To sum-up everything I would like to compare all five classifiers at once. I chose the mode without optimization of hyperparameters, because in most cases it didn’t improve reliability of models anyhow; it only costs lots of time [1]. Then I could afford to increase the number of created models from 50 to 2500 (for each percentage of training data with step 10 %), and thereby increase accuracy. All data were standardized.

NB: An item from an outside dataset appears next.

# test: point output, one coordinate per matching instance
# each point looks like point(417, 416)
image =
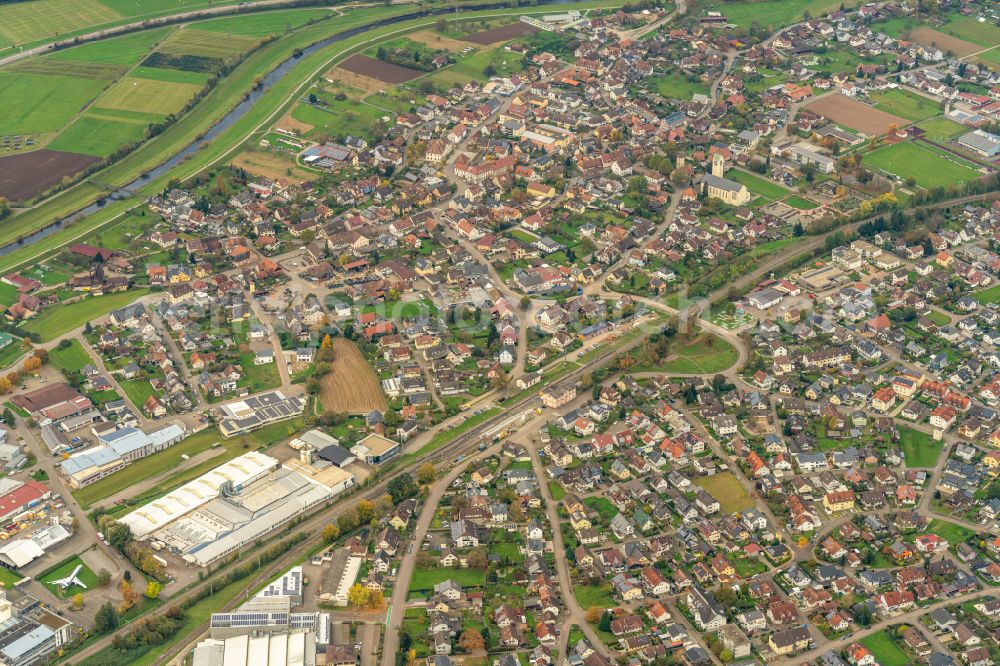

The result speaks for itself. Discriminant analysis is clearly the best, followed by naive Bayes. Poor trees, they have the nicest visualization, but being overcome by each classifier is not very pleasant for them. On the other hand, waiting for the results from optimized multiclass SVM classifiers tested my patience at most (I would like to remind once again, it was more than 32 hours). A final note, the results are valid only for this dataset, thus they can be different for other data. Then, testing classifiers on various datasets could be a next challenge.
1. I’m not saying that a hyperparameter optimization can’t be useful, just that it is not very suitable for the cases where thousands of models are needed ↩